建築においてアクティビティはその空間を特徴づけたり、印象づけたりする上でとても重要な要素だと思います。特に多様なアクティビティが発生する空間は、その相互作用によって新たなアクティビティを誘発し、人々に様々な体験と刺激を与えることが期待できます。

アクティビティを生み出す空間つくり

私たちが建築を設計する場面において、必要な諸室はもちろんその機能性や意匠性など十分満たすように設計を進めますが、設計する上で“肝”となる部分は多くの場合、諸室と諸室の間にある空間となります。
建築の工事費は原則的には面積に連動しますし、動線の長さは利用者の利便性に関わるため、廊下などはできる限りコンパクトに抑えるということも重要ですが、一方で諸室と諸室の間の空間は、諸室間の適切な距離感や“間“を確保し、移動を含む様々なアクティビティが発生する空間でもあります。
私が組織設計事務所在籍時に指導を受けた上司の一人は、設計時にその“間”の空間をオレンジ色の色鉛筆で塗り潰していました。
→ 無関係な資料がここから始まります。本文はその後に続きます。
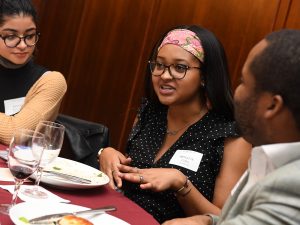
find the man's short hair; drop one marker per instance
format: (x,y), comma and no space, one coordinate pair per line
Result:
(277,68)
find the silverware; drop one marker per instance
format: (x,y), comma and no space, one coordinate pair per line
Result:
(53,218)
(68,177)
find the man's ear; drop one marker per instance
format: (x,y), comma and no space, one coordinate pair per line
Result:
(274,106)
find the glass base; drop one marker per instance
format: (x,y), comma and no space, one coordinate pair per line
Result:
(35,193)
(4,208)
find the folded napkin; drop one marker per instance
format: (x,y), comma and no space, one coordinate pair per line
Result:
(51,197)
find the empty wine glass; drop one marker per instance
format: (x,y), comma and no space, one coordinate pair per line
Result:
(24,155)
(54,136)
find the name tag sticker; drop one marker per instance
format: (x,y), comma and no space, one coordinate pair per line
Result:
(187,159)
(13,106)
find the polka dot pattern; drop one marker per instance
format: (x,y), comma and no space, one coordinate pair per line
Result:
(205,136)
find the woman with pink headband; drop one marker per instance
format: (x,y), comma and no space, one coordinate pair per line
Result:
(184,153)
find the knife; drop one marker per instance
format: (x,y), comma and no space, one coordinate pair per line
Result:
(68,177)
(53,218)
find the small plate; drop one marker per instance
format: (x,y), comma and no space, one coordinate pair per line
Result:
(30,210)
(74,168)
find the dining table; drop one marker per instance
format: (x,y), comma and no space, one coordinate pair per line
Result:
(103,195)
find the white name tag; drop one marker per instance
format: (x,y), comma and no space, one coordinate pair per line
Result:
(187,159)
(13,106)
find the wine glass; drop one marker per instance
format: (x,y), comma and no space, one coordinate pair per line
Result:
(24,155)
(54,136)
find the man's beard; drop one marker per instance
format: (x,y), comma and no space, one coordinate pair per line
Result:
(244,113)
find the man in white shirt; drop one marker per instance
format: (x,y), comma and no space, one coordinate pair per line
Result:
(267,110)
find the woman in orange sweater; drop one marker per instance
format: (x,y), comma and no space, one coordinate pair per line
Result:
(29,92)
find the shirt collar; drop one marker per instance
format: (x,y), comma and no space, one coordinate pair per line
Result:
(280,154)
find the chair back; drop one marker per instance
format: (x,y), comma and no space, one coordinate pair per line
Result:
(83,139)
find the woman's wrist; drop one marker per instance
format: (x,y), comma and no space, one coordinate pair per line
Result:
(99,153)
(185,189)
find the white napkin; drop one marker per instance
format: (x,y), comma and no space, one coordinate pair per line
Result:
(51,197)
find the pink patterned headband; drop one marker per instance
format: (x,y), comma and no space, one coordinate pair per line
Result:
(185,39)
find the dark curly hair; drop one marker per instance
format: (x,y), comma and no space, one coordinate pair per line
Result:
(16,7)
(214,69)
(277,68)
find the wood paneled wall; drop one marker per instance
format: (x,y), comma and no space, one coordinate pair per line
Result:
(102,46)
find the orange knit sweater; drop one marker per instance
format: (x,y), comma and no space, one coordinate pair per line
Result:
(42,102)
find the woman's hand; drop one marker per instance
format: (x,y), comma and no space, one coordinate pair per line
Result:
(156,179)
(109,159)
(193,220)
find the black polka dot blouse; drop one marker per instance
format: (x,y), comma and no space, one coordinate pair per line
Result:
(206,136)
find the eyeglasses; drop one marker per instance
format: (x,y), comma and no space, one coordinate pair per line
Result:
(13,40)
(177,71)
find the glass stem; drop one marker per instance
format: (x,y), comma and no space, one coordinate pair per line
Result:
(16,191)
(39,172)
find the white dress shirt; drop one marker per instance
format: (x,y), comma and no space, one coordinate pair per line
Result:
(267,158)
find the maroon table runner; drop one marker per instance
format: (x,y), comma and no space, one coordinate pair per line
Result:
(92,198)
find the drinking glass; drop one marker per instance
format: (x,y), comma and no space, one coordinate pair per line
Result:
(24,155)
(54,136)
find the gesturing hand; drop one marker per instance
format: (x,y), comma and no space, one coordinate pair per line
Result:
(193,220)
(109,159)
(156,179)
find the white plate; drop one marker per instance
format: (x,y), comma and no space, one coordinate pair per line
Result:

そのことについてその上司に聞いたことはありませんが、オレンジ色で塗るのはエネルギーや活気を感じる空間として捉えているためだと理解しています。私も設計する上では、しばしば“間”の空間をオレンジ色で塗りつぶしています。“間”の空間がどのような形をして、諸室をどのように繋ぎ、連続しているかということを目で捉え、発生するアクティビティを想像しながら設計している様に思います。

”間”の空間をオレンジ色に塗ったプラン。オレンジ色の広がりや形を捉えることができる。

下の写真は、ある企業研修所のエントランスホール上部の共用部分にある吹抜けとそこに隣接するロビー空間の全体を見下ろしたものです。

エントランスホールの上部吹抜に面して積み重なるロビー・ラウンジスペースとらせん状に連続する階段

ここでは、各階に配置された各研修室を上下に繋ぐ階段と研修と研修の間にリフレッシュするロビー空間を吹抜けを介して連続・隣接させています。魅力的な場を提供すること、使いやす場を提供することでエレベーターを利用するだけではなく階段を利用することを促し、様々なアクティビティを誘発することを意図しています。特に、階段は直上下階の移動や上階からの下階への移動をイメージしながら、階段の位置、向き、長さ、踊場形状などを決定しています。

吹抜以外の空間にも、ドリンクなどを提供できるカウンターを配置し電動の意図カーテンで仕切ることも可能なレセプションコーナーや研修の受付後上階の研修室へ階段が誘う受付ロビー、施設の説明などを併設したサインを配置した休憩スペースなどアクティビティを誘発する仕掛けある空間を配しています。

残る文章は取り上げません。